The Problem
FastForward — our new RTX 5060 (Blackwell, 8GB VRAM) inference host — was consistently underperforming BigBrain's RTX 4070 (Ada, 12GB VRAM) on identical models. The 5060 is a newer architecture with higher theoretical throughput, so something was wrong.

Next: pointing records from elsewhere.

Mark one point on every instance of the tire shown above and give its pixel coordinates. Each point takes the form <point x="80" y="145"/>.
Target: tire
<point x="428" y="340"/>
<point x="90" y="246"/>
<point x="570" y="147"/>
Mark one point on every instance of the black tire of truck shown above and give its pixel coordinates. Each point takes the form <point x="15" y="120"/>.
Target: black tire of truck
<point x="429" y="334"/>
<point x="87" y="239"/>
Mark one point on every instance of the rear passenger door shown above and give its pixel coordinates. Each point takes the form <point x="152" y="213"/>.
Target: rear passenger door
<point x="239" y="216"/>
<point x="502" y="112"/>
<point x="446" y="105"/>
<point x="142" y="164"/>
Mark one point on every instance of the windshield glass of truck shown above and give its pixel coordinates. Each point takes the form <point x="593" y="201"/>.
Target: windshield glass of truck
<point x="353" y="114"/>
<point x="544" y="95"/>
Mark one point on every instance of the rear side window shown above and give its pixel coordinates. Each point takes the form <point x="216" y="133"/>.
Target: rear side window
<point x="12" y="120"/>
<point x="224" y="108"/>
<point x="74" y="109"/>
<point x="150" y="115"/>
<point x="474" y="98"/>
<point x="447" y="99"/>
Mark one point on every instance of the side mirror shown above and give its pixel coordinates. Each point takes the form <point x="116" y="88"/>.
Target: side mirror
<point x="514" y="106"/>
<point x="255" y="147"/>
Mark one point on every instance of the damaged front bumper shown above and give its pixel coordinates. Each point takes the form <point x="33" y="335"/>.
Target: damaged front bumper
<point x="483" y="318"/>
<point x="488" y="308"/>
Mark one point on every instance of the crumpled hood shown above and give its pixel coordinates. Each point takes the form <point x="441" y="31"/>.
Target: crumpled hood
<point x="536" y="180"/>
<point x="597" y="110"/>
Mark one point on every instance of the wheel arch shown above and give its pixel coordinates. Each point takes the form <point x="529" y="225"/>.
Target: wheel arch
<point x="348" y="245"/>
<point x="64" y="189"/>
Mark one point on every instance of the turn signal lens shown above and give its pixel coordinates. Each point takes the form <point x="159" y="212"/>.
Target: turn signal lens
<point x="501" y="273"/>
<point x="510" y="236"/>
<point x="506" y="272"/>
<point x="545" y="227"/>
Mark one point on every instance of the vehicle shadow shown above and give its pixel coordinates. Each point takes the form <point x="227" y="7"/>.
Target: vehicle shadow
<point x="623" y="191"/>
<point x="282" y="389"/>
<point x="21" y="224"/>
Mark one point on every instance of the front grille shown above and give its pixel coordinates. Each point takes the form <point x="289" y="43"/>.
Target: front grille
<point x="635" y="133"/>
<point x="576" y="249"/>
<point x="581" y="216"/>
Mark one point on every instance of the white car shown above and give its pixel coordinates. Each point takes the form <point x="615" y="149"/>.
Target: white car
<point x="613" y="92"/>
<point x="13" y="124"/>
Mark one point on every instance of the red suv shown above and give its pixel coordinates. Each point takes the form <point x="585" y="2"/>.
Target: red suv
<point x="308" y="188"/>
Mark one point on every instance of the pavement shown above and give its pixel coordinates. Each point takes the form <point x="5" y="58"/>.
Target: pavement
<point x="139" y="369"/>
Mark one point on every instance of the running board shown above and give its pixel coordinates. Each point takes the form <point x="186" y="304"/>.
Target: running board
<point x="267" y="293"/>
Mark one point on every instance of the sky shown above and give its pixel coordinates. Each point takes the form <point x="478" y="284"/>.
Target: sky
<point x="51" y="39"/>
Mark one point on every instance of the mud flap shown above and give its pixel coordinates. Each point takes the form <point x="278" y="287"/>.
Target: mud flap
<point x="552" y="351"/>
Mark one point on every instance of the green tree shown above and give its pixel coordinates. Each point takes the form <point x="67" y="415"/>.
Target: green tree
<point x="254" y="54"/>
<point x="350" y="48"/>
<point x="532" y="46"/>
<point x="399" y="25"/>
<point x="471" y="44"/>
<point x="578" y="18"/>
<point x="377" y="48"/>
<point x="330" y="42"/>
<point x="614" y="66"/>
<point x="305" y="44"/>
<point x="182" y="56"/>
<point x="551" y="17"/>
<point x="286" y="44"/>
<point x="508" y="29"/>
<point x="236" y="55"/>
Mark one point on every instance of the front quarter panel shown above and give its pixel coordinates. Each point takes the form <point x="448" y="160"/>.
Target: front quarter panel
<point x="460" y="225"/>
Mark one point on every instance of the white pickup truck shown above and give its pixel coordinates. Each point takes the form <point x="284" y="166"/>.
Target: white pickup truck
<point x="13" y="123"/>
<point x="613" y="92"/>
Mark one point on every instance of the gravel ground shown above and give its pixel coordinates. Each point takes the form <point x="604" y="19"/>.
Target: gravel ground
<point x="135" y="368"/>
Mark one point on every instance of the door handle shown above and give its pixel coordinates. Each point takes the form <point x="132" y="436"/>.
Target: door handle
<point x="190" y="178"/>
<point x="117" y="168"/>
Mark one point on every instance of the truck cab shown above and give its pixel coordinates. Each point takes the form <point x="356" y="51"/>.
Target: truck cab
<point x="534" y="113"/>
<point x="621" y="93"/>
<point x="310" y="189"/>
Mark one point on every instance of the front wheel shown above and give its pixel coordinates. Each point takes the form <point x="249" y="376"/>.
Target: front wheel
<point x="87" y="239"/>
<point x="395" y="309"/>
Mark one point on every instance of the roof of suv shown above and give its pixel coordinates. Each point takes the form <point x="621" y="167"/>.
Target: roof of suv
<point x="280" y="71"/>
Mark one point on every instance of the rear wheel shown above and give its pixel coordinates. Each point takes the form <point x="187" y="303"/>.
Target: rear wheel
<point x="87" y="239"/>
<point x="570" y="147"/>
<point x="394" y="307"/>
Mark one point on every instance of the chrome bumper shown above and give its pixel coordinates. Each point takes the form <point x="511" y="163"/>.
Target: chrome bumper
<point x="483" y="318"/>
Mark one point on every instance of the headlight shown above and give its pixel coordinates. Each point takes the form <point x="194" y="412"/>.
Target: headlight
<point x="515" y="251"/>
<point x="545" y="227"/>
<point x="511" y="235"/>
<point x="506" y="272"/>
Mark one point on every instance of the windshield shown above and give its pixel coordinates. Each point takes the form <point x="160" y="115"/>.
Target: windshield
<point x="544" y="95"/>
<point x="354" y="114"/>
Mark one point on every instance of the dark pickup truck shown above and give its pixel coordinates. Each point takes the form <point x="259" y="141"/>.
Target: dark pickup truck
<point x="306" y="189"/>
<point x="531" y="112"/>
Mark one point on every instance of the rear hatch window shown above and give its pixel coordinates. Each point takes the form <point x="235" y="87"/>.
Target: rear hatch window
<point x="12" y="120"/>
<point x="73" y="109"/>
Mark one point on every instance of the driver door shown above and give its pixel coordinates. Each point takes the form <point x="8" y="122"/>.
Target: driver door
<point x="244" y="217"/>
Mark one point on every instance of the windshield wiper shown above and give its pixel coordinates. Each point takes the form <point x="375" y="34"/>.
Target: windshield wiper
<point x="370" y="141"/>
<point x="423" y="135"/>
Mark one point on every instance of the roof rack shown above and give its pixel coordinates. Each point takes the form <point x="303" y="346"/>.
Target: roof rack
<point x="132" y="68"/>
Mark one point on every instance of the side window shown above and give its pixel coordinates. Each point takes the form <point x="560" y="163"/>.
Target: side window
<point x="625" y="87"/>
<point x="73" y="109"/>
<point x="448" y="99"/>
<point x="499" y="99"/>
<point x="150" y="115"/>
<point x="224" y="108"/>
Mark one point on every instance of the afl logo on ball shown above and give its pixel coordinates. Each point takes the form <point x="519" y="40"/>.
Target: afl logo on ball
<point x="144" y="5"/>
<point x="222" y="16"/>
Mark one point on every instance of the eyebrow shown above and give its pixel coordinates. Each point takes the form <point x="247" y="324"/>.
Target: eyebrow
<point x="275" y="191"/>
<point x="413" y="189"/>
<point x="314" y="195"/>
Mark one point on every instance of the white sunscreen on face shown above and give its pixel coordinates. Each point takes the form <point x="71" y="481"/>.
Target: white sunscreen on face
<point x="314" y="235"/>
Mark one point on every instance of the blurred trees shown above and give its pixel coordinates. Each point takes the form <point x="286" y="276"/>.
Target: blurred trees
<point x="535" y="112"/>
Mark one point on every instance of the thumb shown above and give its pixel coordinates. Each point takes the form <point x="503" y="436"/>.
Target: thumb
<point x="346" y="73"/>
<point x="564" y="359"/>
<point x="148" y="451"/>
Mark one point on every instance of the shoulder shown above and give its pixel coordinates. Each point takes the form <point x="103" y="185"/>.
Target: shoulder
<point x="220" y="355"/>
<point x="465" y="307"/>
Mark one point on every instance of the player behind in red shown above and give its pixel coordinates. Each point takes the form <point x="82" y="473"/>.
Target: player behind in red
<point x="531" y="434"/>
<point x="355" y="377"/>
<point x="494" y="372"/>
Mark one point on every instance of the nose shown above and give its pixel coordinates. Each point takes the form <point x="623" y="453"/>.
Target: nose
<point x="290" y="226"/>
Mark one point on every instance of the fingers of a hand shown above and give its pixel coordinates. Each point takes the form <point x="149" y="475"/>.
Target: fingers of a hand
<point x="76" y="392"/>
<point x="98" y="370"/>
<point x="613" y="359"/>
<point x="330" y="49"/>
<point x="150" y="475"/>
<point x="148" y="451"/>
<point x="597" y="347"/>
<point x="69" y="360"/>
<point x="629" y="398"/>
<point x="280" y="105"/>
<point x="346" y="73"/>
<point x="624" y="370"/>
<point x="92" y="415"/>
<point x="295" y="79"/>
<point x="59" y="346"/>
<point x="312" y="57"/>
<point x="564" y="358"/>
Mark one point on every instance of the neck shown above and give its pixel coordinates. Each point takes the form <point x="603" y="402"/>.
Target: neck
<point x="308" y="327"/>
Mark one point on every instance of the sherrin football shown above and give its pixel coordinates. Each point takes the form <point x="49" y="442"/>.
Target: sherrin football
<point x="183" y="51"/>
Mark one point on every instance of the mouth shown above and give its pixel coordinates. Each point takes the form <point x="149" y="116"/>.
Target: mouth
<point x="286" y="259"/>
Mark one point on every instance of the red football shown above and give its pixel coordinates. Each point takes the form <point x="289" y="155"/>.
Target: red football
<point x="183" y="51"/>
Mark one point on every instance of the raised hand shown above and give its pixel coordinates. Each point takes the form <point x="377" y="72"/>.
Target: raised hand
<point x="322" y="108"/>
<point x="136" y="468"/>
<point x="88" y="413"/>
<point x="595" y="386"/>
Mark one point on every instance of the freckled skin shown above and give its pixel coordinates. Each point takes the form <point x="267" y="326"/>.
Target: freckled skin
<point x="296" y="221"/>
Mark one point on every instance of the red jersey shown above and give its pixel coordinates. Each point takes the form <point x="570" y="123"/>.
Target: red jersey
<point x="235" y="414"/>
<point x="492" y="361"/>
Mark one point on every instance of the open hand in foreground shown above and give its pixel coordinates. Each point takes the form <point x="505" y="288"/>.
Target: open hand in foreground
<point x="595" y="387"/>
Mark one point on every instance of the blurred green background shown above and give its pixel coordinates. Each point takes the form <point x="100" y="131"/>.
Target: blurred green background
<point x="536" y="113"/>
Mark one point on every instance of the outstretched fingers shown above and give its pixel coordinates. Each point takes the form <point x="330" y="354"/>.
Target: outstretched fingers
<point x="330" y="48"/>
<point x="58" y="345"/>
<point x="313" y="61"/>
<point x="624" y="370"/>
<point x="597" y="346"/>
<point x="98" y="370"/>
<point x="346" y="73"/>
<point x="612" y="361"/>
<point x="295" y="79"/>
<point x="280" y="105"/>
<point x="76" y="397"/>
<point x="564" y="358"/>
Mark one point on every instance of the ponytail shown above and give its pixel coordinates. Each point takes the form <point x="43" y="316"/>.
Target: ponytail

Initial benchmarks showed the 5060 running at roughly half the 4070's speed on the same Qwen 3 8B model. Task Manager revealed the root cause: the GPU was only handling 72% of inference, with 28% spilling to CPU. The model's KV cache was overflowing 8GB VRAM.
The Investigation
Baseline: RTX 4070 (12GB VRAM)
| Model | Quant | Tokens/sec | GPU Offload |
|---|---|---|---|
| qwen3:8b | Q4_K_M | 73.1 | 100% |
| qwen3:14b | Q4_K_M | 42.3 | 100% |
| qwen3:32b | Q4_K_M | 18.7 | ~60% |
RTX 5060 — Before Optimization
| Model | Quant | Tokens/sec | GPU Offload |
|---|---|---|---|
| qwen3:8b | Q4_K_M | 38.2 | ~72% |
The Q4_K_M quantization of the 8B model uses ~5.2GB for weights alone. With the KV cache, metadata, and CUDA overhead, total VRAM demand exceeded 8GB. The overflow spilled to system RAM, cutting throughput in half.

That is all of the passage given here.